Jones will replace Graydon Carter, who’s been with Vanity Fair since 1992.

There are myriad reasons why Radhika Jones, soon-to-be-former New York Times books editorial director, will be a great replacement for Graydon Carter at Vanity Fair. That being said, the thing that gave me perhaps the most confidence is Jones citing Tina Brown’s Vanity Fair Diaries in her introduction interview.

When asked “What are your interests in Hollywood and society, some of Vanity Fair’s strongest suits?” Jones’ answer was: “I also happen to have read Tina Brown’s Vanity Fair Diaries this summer, and found it interesting to think about how she positioned high and low culture, because they’re so much more mixed now, and it’s an interesting proposition for a magazine like Vanity Fair to sort that out…It feels like our culture is calling for it.”

The announcement of Jones as Carter’s replacement was a surprise to some after Carter’s celebrity editor tenure. It signifies a new era magazines have been heading toward for…well…a while now. Pubs no longer have the money and celebrity capital to give to their editors and writers, and, in this new era of thoughtful restraint, Jones makes sense.

The New York Times called it a “remarkable transfer of power at a magazine long defined by Mr. Carter’s sensibility — a stew of Anglophilia, liberal politics, old-style Hollywood glamour and a sense of mischief.” Jones is moving from her post as editorial director of the New York Times book department, with a previous stint as deputy managing editor at Time magazine, where she reimagined the Time 100 franchise with a more diverse mix of celebrities and visionaries.

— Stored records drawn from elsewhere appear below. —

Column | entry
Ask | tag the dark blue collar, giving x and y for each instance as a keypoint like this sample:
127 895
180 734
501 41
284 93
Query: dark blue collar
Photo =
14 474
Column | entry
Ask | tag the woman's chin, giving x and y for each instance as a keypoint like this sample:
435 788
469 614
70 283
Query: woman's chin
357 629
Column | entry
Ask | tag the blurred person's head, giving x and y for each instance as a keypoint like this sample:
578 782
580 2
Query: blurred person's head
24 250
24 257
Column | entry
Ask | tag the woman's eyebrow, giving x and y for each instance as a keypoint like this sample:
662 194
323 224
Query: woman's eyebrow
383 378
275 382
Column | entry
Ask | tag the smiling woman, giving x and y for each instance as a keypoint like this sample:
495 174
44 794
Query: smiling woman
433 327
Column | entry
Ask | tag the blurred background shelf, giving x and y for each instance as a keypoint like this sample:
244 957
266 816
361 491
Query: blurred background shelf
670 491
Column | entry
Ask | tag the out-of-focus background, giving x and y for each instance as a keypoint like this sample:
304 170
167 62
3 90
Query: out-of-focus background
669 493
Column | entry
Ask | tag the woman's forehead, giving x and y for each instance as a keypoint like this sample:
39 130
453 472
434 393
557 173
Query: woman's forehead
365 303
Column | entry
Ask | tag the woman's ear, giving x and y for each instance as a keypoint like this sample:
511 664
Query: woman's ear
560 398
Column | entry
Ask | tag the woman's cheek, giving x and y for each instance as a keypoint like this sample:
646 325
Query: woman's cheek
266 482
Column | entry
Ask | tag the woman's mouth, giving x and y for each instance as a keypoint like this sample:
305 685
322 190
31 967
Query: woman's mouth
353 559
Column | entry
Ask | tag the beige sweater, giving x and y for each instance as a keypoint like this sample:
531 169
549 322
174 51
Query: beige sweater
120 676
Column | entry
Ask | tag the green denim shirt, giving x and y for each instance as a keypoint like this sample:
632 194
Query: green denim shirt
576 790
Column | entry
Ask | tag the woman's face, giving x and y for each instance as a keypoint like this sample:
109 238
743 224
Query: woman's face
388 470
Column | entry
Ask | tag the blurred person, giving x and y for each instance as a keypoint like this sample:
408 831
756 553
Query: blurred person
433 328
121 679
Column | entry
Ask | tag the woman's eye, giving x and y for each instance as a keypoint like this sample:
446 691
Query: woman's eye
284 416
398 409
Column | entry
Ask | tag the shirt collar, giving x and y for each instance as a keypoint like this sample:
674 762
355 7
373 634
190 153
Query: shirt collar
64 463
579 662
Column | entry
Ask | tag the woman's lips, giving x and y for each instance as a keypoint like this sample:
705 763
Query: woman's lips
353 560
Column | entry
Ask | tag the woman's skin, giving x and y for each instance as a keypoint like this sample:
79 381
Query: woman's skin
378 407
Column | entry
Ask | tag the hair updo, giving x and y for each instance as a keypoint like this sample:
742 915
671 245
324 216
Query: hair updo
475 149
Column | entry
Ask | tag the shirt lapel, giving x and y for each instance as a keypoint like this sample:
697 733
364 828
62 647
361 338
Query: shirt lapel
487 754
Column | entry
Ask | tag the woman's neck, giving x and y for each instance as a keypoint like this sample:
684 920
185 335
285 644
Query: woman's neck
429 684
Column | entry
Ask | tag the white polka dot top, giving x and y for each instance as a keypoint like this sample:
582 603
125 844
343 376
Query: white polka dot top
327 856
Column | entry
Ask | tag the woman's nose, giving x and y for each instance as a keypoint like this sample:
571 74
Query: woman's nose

If there’s someone to reinvigorate Vanity Fair into a publication with a slightly less stale old Hollywood feel (fewer Kennedy covers, perhaps?), Jones seems like the person to do so with care. In response to the question, “What’s one thing you’d want people to know about you?” Jones said, “That I’m an omnivore, culturally speaking, and story-wise too. I’m always ready to be interested in something. That’s my default position.”